A segnare la strada da seguire è il resto d’Europa, dove l’associazione Eurelectric – che rappresenta l’intera filiera elettrica europea – ha messo in fila i dati aggiornati a marzo, quando l'energia solare è venuta in soccorso degli alti prezzi dell'energia in Europa grazie a giornate più soleggiate e una maggiore capacità installata, con 65 GW aggiunti solo nel 2024. Di conseguenza, la quota di energie rinnovabili nel mix energetico è stata superiore del 15% a marzo rispetto a febbraio, ma comunque inferiore dell'1% rispetto a marzo 2024; anche il nucleare nel suo piccolo ha contribuito ad abbassare i prezzi, aumentando la sua quota di produzione di energia dal 24% a marzo 2024 al 26% nel 2025, dopo che alcuni reattori nucleari francesi sono tornati in funzione.

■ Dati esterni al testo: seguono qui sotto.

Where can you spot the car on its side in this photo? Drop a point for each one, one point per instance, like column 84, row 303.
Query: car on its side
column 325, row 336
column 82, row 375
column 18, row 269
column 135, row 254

Nonostante questi guadagni, il prezzo medio dell'elettricità sui mercati del giorno prima nel primo trimestre (Q1) del 2025 è rimasto superiore del 51% rispetto alla media del Q1 2024. Come mai? «Questa impennata è stata principalmente guidata dai prezzi medi più elevati del gas, cresciuti del 33% nello stesso periodo», spiega Eurelectric. Sebbene la produzione di combustibili fossili sia diminuita del 15% su base mensile, è rimasta del 16% superiore rispetto a marzo 2024, il che dimostra che l'Europa fa ancora troppo affidamento su gas e carbone durante i periodi di elevata domanda.
«L’Europa rimane troppo vulnerabile alle fluttuazioni dei prezzi dei combustibili fossili, soprattutto durante i periodi di elevata domanda di elettricità – sottolinea Kristian Ruby, segretario generale di Eurelectric – Per contrastare questo fenomeno, dobbiamo accelerare l’implementazione di tecnologie di risposta alla domanda e di stoccaggio, e incentivare ulteriormente l’uso di accordi di acquisto di energia a lungo termine».
La flessibilità dei mercati elettrici per incrociare la domanda e l’offerta di energia è fondamentale anche per bilanciare i prezzi negativi più frequenti: con l'aumento della produzione solare a marzo, i prezzi negativi sono tornati a farsi sentire, soprattutto nei Paesi nordici e dell'Europa occidentale. In Svezia, ad esempio, i prezzi negativi sono stati registrati 88 volte, 55 volte in Polonia.
Per questo Eurelectric chiede una rapida attuazione della riforma del mercato elettrico per incentivare meglio la flessibilità, garantire la stabilità dei prezzi a lungo termine e liberare il sistema energetico europeo da dipendenze ad alto rischio come quella dai combustibili fossili.